PrivaceraCloud Documentation

Table of Contents

Preview: Scan Generic Records with NER Model

:

Note

Contact Privacera Support to request enabling this feature.

For background, see Generic Models.

Based on Natural Language Processing (NLP), the Generic Named Entity Recognition (NER) model detects named entities like person name, organization, and location. This model is intended only for use with unstructured text files or unstructured fields in structured files as it works with contextual information present in the text surrounding the target tags.

If a structured file has fields with long sentences for which prediction is needed via NLP, you can set the UNSTRUCTURED_FIELD_IN_STRUCTURED_FILE_ENABLED parameter to true. However, setting this parameter to true might result in reduced speed for classification. The time required for classification depends on the number of unstructured field records with five or more words.

Supported tags

Generic_NER_ML_MODEL supports the following tags:

  • PERSON_NAME

  • ORGANIZATION

  • LOCATION

  • ACCOUNT 

  • ZipCode

  • Credit Card

  • EMAIL

  • US_DLICENSE

  • UK_US_PASSPORT

  • VIN

  • MEXICAN_CURP_NUMBER

  • MEXICAN_PASSPORT_NUMBER

  • SPAIN_SSN

  • SPAIN_PASSPORT

  • SPAIN_DRIVERS_LICENSE

  • SPAIN_DNI

  • CANADA_DRIVERS_LICENSE

  • CANADA_PASSPORT

  • CANADA_SIN

Tags

By default, tags supported by Generic_NER_ML_MODEL are not present on the portal UI. If you want your scans to detect and showcase these tags on the user portal, you need to add them explicitly under the Tags tab.

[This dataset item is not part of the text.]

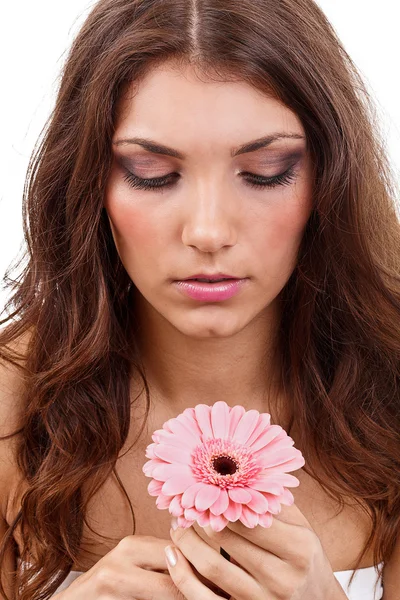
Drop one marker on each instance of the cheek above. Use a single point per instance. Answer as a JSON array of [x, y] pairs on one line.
[[135, 231], [281, 232]]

  1. CANADA_DRIVERS_LICENSE

  2. CANADA_PASSPORT

  3. CANADA_SIN

  4. MEXICAN_CURP_NUMBER

  5. MEXICAN_PASSPORT_NUMBER

  6. SPAIN_SSN

  7. SPAIN_PASSPORT

  8. SPAIN_DRIVERS_LICENSE

  9. SPAIN_DNI

Parameter

Data Type

Default

Description

UNSTRUCTURED_FIELD_IN_STRUCTURED_FILE_ENABLED

Boolean

False

Setting this parameter to true enables scanning of unstructured fields or columns within structured files.

NLP_WORD_PROXIMITY_LENGTH

Integer

10

This parameter sets the total length of words to be considered for contextual information around PII information.

NLP_LOG_LEVEL

String

INFO

This parameter sets the log level in the background process used for NLP.